BlueLinx, a building products distributor, retired a $145-million loan from Credit Suisse First Boston and a junior $20-million piece floated by WP Carey & Co. LLC--five-year borrowings inked in January 2005. The balance was applied to BlueLinx's revolving line of credit. "By using the surplus proceeds from the mortgage refinancing to pay down a portion of our revolving credit facility, we now have more than $300 million of excess availability on our revolver," David Morris, BlueLinx CFO and treasurer, says in a press release.

Greene says the BlueLinx deal landed on his Dallas desk because the New York City CB Richard Ellis brokers knew his forte is corporate financings for publicly traded companies. "The sensitivities are very different," he says. The BlueLinx deal took six months to pull together, marking the largest financing from the Dallas office in at least two years. Matt Mattox, a Melody associate in Dallas, helped Greene work the deal.

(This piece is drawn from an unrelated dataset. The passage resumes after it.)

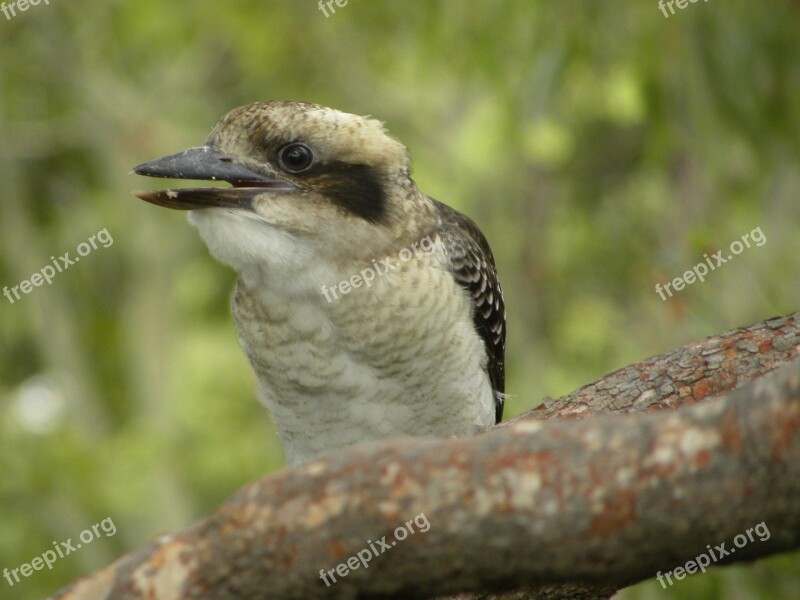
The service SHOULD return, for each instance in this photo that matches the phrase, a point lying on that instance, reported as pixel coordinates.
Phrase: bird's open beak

"It was very well received in the capital markets," Greene says. But, Deutsche Bank and Wachovia pulled ahead of their competition because "they had a better understanding of the company than the other lenders," he adds. "Those two banks had a recent history in financing single-tenant transactions." In financial circles, the deal is classified as an "orco-propco," meaning BlueLinx's property company owns the real estate and the operating company is the tenant.

Greene says the borrower's primary driver was the $130 million of breathing room rather than funding up a major cap-ex program or expansion plan. The distribution centers range from vintage to practically new space, with the average standing at 136,600 sf. The BlueLinx distribution channel for 10,000 products from 750 suppliers is supported by 65 distribution centers and sales centers in Denver and its homeport.